И мы с Пыжиковым немеющими руками чуть не выронили носилки на кровать – все! Все!

– Да здесь такой вид из окна, деревья, липы, старушки ходячие цветов понасажали, – не успокаивался главврач, продолжая махать своими оглоблями.

За окном были видны белый бетонный забор и скамейка с инвалидами. Старуха в бордовом платке совала в рот парню неопределенного возраста папироску, а сверху прогибался колесом небесный мундир с единственной, зато надраенной на славу солнечной пуговицей. Мне стало тошно от запаха нечистого белья, скучной морды Пыжикова и нашего ублюдка-генерала, и я выбежал в коридор, подняв плечи, чтобы не оглянуться на бабульку.

– Э, погодь, носилки заберешь, – тормознул меня генерал.

– Извините, товарищ генерал, я в туалет хочу, – доложил я, прикрыл дверь за собой, заскрипел линолеумом по коридору и плюхнулся на скамейку за первым поворотом, сжав шапку в руке и подумав про себя: кретин.

– Ну… служивый, – опустилась рядом Марь Ванна. – Девка-то ждет али нет?

– Солдата дождется одна мать. Нету девки, – мрачно ответил я.

– Ну и что? Плюнь да разотри, нынче девок, ты не поверишь: кинь палкой в березу – попадешь в девку. И все развратны, хто знат какие. Ходют, зубы всем оголяют, и матершанники, матюшатники, матерошники!

– Вы переезжаете? – спросил я лишь бы что.

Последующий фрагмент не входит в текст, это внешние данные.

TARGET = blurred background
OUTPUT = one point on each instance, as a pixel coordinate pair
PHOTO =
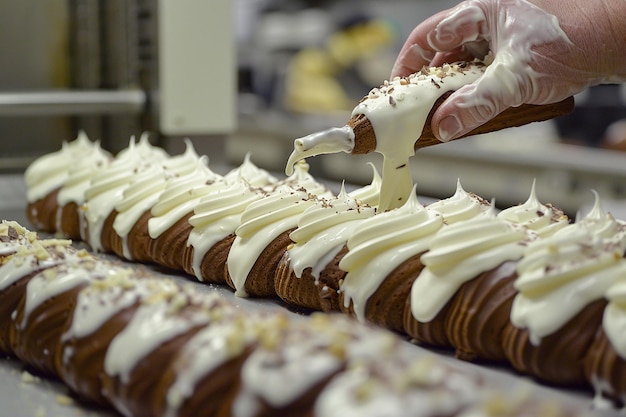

– А мне недолго, вона у Петровича жена приберется – я на ее место в шестую, к двум парализованным, – указала она пальцем на седого мужика, листавшего дрожащей рукой газеты. – Да мне что, разве привыкать? Нас как в тридцать третьем кулачили: как белку обобрали – и в Казахстан. Во, как ездили! Мужик на фронте сгиб, я в землянке десять годов жила, а перед тем девять ребенков у меня было, все от скорлотины померли. А посля войны меня Сталин на шесть лет посадил – купила у трактористов зерна и самогоном их угостила с салом. Мне бы, дуре, сказать – деньгами… Три раза судили! Показательным судом! А как выходила, конвойный молодой смеется, зубы каже: «Ну что, Данилова, будешь еще горилку гнать?» Я говорю: «Соломина колхозная за пояс зацепится – и то сниму, к двору не понесу». Он засмеялся, а я стою – плачу. Вот ты скажи мне! – пригнулась она ближе, предварительно оглядев пустой коридор, и сказала в самое ухо: – Мы вот тута вдвоем, скажи мне: ну разве прав был Сталин тот? Ведь за ведро картох судили, за охапку соломы…

Я пожал плечами.

– А правду говорят, что сейчас за горилку уже не судят?

Я еще раз пожал.

– А мой, как на фронт уходил, все мне наказывал: береги детей, не сбережешь – приду, все виски повыдеру. А я говорю: эх, ворота туда широкие, а оттуда – узкие.

– Да, туда – широкие, оттуда – узкие, – кивнул я.

– Курицын! – Злой и красный Пыжиков стоял в коридоре с носилками в руках. – Иди. Прощайся.

– За каким..?

– Она сказала… прощаться.

– Черт!!!

Пыжиков пошел к выходу, за ним под ручку с журчащим главврачом протопал генерал, а я подошел к палате, оглянувшись на крестящую меня Марь Ванну, и приоткрыл дверь.

Послеоперационная мамаша дернулась на кровати и почти с ненавистью глянула в мой адрес. Ошеломленная слепая что-то грохнула под кровать и не знала, чем занять руки. Наша бабулька была неподвижна, как мертвая, только таращила свои зоркие глазищи. Она лежала головой к окну – ни черта здесь летом не увидит.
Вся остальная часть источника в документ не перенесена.